In my earlier question I asked about a technical aspect of solving a system of equations arising from looking for an entropy-maximizing distribution $p(x)$ continuous on $\mathbb{R}$ and constrained by KL-divergence with a zero-mean Gaussian distribution. That is, in addition to the usual probability density and variance constraints, I have the following constraint for $p(x)$:
$D(p_N(y)\|p(y))=\int_{-\infty}^{\infty}\frac{1}{\sqrt{2\pi}\sigma_N}e^{-y^2/2\sigma^2}\log\frac{\frac{1}{\sqrt{2\pi}\sigma}e^{-y^2/2\sigma^2}}{p(y)}dy<\epsilon$
Thanks to user anon, the form of the function $p(y)$ was found, but it is not a density function and now I am trying to interpret why is this the case.

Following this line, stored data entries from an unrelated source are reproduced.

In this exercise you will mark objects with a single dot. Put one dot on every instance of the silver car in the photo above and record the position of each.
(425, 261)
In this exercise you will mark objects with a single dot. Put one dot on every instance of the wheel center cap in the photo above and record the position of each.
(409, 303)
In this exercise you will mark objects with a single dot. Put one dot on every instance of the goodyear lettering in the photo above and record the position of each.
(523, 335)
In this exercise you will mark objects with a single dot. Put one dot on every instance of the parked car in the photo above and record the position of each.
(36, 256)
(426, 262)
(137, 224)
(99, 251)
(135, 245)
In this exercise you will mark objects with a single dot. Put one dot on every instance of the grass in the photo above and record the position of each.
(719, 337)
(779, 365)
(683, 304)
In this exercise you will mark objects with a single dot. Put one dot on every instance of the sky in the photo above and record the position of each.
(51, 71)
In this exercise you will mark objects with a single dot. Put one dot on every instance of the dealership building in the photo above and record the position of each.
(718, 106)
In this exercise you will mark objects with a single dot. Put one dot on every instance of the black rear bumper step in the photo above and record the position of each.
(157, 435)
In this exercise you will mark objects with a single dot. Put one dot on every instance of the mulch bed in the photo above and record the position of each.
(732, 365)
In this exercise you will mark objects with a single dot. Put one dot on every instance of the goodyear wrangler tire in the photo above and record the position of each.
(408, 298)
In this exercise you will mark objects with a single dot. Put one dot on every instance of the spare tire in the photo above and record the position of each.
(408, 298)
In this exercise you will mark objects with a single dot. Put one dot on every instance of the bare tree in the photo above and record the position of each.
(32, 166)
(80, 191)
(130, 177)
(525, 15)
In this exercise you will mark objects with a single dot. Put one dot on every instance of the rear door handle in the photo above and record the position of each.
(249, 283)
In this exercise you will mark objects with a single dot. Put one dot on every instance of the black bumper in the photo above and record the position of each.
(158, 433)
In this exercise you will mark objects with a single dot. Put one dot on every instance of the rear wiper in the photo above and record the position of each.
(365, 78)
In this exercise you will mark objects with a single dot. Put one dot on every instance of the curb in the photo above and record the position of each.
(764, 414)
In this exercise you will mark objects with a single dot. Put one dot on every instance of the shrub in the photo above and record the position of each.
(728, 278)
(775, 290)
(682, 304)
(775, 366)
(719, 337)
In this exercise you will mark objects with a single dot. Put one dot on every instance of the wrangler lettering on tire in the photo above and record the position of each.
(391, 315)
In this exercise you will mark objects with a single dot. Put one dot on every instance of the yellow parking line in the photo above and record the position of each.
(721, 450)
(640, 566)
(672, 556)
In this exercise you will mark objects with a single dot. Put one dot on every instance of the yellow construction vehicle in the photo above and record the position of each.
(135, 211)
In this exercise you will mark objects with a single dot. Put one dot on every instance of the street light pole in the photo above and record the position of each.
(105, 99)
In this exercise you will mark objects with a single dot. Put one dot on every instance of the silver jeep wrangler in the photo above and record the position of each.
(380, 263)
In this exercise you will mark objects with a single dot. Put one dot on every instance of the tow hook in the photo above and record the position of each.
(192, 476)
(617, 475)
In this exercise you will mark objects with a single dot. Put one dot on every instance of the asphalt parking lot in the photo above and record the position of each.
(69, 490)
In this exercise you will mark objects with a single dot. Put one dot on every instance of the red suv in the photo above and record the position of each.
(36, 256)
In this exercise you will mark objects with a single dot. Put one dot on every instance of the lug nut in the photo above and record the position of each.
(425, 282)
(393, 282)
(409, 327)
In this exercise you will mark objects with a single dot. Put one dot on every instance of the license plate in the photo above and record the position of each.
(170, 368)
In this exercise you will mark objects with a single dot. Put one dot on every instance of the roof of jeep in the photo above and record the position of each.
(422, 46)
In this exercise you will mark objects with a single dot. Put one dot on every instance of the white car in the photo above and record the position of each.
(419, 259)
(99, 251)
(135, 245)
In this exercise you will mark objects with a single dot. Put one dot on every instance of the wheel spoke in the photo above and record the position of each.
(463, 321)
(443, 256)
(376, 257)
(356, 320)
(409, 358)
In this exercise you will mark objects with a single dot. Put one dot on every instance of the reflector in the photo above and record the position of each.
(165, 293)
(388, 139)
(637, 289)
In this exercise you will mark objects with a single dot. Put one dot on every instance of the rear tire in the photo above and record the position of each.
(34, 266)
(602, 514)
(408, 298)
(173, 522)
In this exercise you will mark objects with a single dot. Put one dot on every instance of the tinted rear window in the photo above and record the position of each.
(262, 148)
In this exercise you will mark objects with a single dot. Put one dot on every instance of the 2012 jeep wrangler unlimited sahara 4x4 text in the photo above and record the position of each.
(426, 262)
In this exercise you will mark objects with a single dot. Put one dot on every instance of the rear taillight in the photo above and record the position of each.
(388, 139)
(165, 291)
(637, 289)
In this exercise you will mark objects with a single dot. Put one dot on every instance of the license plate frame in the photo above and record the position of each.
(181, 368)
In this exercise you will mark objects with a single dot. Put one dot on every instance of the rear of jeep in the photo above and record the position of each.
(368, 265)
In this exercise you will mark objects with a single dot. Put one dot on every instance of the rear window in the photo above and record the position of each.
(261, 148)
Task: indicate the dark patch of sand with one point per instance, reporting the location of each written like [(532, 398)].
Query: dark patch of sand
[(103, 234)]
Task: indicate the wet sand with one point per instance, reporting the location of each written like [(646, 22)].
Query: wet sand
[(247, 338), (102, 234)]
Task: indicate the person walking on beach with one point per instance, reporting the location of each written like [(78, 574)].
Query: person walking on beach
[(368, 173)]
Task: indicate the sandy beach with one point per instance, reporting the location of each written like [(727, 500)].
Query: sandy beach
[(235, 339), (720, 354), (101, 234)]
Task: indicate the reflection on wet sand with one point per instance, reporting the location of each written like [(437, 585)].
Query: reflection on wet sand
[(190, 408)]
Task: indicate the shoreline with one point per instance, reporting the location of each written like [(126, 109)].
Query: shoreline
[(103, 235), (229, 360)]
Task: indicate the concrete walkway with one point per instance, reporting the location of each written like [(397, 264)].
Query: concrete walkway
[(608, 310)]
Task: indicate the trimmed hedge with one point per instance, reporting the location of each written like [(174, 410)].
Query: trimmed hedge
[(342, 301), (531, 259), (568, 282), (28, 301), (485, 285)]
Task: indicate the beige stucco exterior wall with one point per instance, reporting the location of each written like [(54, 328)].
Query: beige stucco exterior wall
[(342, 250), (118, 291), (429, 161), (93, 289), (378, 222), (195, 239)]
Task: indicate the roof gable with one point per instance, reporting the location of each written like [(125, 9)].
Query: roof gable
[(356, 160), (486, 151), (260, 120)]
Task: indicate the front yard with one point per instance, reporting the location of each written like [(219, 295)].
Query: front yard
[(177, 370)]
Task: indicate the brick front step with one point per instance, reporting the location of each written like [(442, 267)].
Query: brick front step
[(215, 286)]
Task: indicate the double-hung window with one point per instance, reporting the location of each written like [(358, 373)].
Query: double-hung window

First, here is the system of equations (copied from the earlier question) that I derived using Calculus of Variations (and help from Gallager's "Information Theory and Reliable Communication":
$\begin{align} 0&=\log(p(y))+1-\lambda-\gamma y^2-\eta \left(\frac{e^{-y^2/2}}{\sqrt{2\pi}}\right)\left(\frac{1}{p(y)}\right)\\ 0&=1-\int_{-\infty}^{\infty}p(y)dy\\ 0&=1-\int_{-\infty}^{\infty}y^2p(y)dy\\ 0&=c+\int_{-\infty}^{\infty}\frac{e^{-y^2/2}}{\sqrt{2\pi}}\log(p(y))dy \end{align} $
(for simplicity I set $\sigma=1$; $c=\epsilon+\frac{1}{2}\log(2\pi )$)
From anon's helpful comment, we can actually solve the first equation in terms of Lambert W function to obtain the following:
$p(x)=\frac{\eta e^{-y^2/2}}{\sqrt{2\pi}W(e^{-(1+2\gamma)y^2/2+(1-\lambda)})}$
When $|y|\rightarrow\infty$, $e^{-ay^2+b}\rightarrow 0$, and since $W(0)=0$, $p(y)\rightarrow\infty$. Thus, this is obviously not a pdf!
This is entirely due to the KL-divergence constraint (very similar situation arises when variance constraint is removed). How does one explain this? There are obviously probability distributions that meet the KL-divergence constraint (e.g. a Gaussian with appropriately picked variance). Does this mean that optimal distribution does not exist, and all distributions one can try would be sub-optimal? Is there a rigorous explanation for this?
Perhaps I did something wrong? Is there another method I should have employed?